Teenagers who don't date are less depressed than their peers in romantic relationships


The big romance - and the ensuing heartache - is the stuff of many a teen movie and TV drama, but a new study suggests youngsters may be mentally and socially better off without a boyfriend or girlfriend.

Far from being unhappy, a new study published in the Journal of School Health found that adolescents who were not in a relationship had lower levels of depression than their peers who were romantically involved with someone. 

Single teenagers were also found to have good social skills. 

Researchers looked at the experiences of 594 students in the 10th grade - ages 15 to 16 - as well as the ratings they were given by their teacher. 

Students categorised as 'low' in the area of dating were found to have significantly higher teacher ratings of social skills and leadership compared to other students of the same age who dated more frequently. 

Teachers were also more likely to give them lower ratings when it came to levels of depression compared to the other groups.

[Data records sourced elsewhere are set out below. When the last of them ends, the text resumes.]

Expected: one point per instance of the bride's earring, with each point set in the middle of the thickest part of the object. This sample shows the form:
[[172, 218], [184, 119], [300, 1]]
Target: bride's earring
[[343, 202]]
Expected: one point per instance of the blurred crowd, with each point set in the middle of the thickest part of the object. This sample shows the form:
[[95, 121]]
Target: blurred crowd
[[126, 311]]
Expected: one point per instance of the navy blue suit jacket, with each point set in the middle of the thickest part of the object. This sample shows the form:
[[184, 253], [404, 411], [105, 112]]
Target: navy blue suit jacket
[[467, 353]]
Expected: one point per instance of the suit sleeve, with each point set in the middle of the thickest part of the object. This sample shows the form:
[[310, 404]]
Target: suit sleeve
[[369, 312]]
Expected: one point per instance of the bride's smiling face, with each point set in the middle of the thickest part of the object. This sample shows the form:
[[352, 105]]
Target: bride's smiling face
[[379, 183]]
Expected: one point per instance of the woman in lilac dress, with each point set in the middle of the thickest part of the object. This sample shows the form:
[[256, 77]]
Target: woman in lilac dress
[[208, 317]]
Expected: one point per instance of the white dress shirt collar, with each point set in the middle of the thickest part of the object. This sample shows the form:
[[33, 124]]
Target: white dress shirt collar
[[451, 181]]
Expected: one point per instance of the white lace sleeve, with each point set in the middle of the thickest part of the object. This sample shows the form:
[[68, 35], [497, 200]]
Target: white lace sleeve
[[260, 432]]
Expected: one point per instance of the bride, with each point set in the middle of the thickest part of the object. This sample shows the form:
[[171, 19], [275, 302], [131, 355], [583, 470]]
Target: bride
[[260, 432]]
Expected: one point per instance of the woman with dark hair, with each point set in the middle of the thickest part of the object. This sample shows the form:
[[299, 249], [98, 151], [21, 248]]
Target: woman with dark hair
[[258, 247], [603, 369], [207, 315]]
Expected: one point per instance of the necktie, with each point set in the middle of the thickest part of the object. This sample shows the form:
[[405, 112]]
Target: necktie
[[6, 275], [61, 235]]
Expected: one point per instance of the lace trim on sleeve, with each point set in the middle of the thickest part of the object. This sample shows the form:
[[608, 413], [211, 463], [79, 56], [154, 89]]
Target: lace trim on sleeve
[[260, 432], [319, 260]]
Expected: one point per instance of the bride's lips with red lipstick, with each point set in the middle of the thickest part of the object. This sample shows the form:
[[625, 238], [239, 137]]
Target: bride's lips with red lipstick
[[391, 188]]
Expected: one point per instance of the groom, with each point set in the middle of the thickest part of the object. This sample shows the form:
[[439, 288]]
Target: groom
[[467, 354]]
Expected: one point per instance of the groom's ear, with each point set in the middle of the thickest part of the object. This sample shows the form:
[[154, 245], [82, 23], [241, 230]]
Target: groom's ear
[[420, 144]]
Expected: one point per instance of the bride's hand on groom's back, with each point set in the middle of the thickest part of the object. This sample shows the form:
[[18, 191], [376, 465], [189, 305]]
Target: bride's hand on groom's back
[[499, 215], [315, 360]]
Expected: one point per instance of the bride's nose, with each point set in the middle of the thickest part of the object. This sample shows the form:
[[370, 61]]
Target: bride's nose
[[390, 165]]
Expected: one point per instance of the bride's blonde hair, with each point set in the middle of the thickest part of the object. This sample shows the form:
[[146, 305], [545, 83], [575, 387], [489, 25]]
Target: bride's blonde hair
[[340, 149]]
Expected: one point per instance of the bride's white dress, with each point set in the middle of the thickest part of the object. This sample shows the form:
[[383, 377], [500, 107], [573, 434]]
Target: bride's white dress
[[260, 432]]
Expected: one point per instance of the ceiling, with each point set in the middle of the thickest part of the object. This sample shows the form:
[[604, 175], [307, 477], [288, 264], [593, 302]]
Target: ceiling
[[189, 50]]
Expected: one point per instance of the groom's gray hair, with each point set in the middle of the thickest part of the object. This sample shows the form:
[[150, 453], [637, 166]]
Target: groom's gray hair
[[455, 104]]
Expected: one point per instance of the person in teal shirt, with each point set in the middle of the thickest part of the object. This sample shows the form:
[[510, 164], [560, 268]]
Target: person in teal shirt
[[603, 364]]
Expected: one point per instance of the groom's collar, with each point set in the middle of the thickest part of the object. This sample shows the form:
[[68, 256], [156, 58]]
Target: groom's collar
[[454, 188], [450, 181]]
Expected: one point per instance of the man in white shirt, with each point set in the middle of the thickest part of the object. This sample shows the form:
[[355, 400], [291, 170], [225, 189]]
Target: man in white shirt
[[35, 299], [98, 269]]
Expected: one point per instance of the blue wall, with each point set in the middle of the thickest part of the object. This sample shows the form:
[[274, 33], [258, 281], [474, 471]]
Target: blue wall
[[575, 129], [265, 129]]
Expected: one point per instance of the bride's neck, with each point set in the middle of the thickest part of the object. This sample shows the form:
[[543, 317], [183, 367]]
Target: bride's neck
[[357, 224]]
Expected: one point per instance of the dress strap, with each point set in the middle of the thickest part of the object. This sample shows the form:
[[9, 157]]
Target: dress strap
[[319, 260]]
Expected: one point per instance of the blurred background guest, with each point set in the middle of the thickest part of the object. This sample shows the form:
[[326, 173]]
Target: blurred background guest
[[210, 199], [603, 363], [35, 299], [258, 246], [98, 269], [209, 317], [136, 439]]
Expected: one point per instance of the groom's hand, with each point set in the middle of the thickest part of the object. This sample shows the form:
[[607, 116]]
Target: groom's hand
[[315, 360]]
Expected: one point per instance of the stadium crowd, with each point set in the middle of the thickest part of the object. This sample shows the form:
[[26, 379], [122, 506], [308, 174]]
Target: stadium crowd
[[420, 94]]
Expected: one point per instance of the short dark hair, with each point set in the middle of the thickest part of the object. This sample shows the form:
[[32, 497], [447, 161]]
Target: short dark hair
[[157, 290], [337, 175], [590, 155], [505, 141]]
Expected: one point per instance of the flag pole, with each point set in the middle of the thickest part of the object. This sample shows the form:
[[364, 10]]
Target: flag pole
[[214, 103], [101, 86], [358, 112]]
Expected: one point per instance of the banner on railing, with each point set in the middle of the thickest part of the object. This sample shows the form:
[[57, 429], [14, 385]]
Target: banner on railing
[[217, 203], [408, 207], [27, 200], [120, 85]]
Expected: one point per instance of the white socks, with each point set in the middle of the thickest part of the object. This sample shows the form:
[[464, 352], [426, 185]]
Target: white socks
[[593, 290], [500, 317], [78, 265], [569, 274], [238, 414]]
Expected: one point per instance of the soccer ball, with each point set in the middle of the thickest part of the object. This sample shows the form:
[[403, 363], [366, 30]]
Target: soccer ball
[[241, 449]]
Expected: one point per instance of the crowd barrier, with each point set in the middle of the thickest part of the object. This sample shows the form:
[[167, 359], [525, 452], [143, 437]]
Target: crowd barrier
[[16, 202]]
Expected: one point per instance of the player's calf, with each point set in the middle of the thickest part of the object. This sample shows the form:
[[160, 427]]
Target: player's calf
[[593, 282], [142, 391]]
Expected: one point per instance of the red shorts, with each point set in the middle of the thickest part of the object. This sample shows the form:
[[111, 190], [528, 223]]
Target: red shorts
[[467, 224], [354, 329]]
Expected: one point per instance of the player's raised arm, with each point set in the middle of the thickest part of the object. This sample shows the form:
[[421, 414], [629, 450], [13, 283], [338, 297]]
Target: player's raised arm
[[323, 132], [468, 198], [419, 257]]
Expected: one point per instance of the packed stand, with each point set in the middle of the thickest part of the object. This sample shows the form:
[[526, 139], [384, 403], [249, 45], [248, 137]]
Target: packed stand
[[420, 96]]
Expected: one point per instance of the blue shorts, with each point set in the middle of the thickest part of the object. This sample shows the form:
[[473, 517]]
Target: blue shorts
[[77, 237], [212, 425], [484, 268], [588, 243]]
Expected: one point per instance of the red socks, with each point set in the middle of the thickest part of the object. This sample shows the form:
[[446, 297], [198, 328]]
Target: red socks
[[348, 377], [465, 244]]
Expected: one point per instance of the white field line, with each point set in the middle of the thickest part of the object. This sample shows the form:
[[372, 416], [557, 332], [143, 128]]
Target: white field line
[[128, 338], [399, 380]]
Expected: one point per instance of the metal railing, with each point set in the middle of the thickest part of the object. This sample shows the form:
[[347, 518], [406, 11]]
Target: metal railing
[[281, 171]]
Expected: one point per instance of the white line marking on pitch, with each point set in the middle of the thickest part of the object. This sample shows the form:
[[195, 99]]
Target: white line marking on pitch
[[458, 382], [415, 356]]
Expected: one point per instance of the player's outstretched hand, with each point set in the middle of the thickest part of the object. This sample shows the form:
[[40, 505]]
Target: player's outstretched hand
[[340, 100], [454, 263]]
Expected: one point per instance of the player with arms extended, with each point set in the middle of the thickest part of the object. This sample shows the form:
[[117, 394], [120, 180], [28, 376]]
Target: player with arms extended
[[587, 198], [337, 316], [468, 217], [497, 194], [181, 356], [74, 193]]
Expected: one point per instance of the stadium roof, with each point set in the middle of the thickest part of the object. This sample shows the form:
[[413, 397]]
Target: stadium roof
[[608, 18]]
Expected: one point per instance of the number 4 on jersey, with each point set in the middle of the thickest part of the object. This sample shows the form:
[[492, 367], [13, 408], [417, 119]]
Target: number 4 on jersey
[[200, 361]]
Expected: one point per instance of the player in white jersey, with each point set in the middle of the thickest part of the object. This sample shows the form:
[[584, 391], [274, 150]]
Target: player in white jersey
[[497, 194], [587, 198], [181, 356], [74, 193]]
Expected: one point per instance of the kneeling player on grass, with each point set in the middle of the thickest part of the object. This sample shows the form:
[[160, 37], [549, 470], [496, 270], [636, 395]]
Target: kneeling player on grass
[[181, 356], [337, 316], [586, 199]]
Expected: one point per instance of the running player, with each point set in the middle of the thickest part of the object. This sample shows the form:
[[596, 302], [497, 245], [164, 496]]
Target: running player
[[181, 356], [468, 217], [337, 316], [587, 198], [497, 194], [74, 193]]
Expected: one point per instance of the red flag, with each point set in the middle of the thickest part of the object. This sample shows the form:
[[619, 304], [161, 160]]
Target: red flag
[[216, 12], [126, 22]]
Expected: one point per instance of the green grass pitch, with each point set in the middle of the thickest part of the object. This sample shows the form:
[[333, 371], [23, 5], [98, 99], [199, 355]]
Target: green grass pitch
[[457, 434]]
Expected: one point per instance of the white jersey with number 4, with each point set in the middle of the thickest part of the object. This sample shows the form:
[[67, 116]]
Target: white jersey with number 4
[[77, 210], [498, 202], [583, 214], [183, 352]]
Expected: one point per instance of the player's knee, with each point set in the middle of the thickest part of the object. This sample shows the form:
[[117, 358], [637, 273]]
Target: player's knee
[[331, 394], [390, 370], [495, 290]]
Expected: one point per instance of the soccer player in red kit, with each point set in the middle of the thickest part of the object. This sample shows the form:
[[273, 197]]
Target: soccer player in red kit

Even when the students were asked to rate themselves, the self‐reported levels of depression in the 'low' group of students was significantly lower than for others, although there was no difference across the categories when it came to thoughts of suicide. 

The researchers said that the results of the study "refute the notion that non‐daters are maladjusted".

Based on the findings, they recommended that government interventions aimed at the promotion of health among students include "non-dating as one option of healthy development".

"In the end, school health educators, mental health professionals, and teachers should affirm social norms that support adolescents' individual freedom to decide whether to date or not, indicating that both are acceptable and healthy options," said lead author Brooke Douglas, of the University of Georgia.